Okulların tatile girmesine iki hafta kalmıştı. Akşam yemeğinden sonra oturmuş ders çalışıyordum. Babam bana dönerek:
- Semih, derslerin nasıl oğlum, dedi. Bu yıl karne nasıl gelecek?
- Her zamanki gibi baba, deyip kitabıma döndüm. Orta hâlli bir öğrenciydim. Ne tembel ne de çalışkandım. Ders çalışmayı pek sevmiyordum. Ancak sınıfımı geçecek kadar çalışıyordum.
- On beş dakikadır aynı yere bakıyorsun, dedi babam. Takıldığın bir yer varsa yardımcı olayım, oğlum.
- Ben hâllederim baba, dedim. Annem:
- Bence hayal kuruyordur. Tatil hayalleri...

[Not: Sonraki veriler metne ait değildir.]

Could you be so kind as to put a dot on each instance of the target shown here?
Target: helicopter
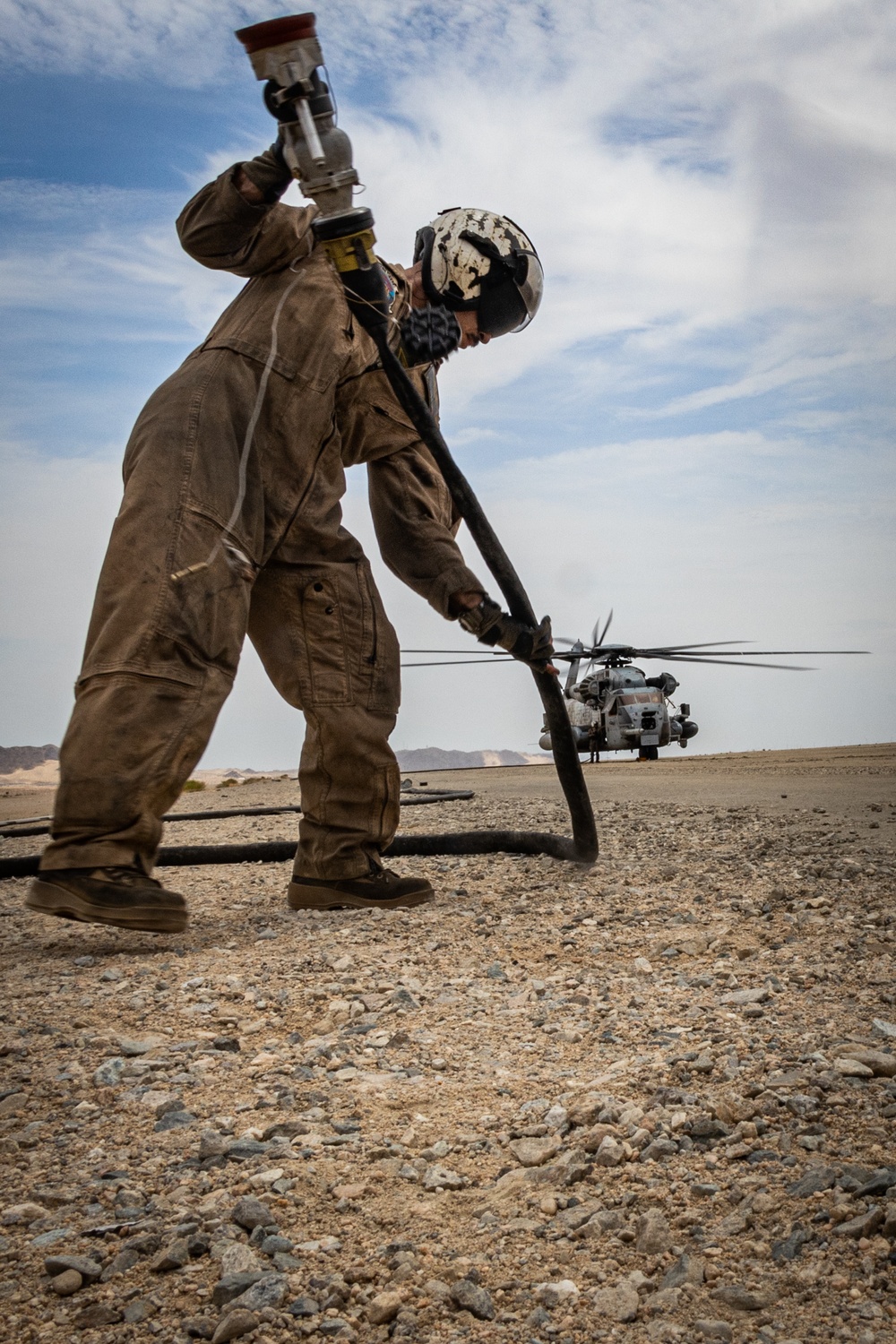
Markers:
(616, 707)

Hiç sesimi çıkarmadım. Annem, cin gibi bir kadındır. Çoğu zaman ne düşündüğümü tahmin eder, pek de yanılmazdı. Annem konuşmaya devam etti:
- Kocaman delikanlı oldu. İşi gücü oyun oynamak. Bir saat ders çalışmak için oturuyorsa, yarım saatini hayallerle, planlarla geçiriyor. Kendini derse vermiyor. Babam:
- Derse dikkatini toplayabilse zaten benim oğlum sınıf birincisi olur. Karnesi pekiyi dolardı, dedi.
Bu ders çalışma muhabbetini hemen değiştirmeliydim. Aklıma parlak bir fikir geldi. Babam:
- Hepsi pekiyi olsa ne olur? dedim. Sanki bir karne hediyesi mi alacaksınız?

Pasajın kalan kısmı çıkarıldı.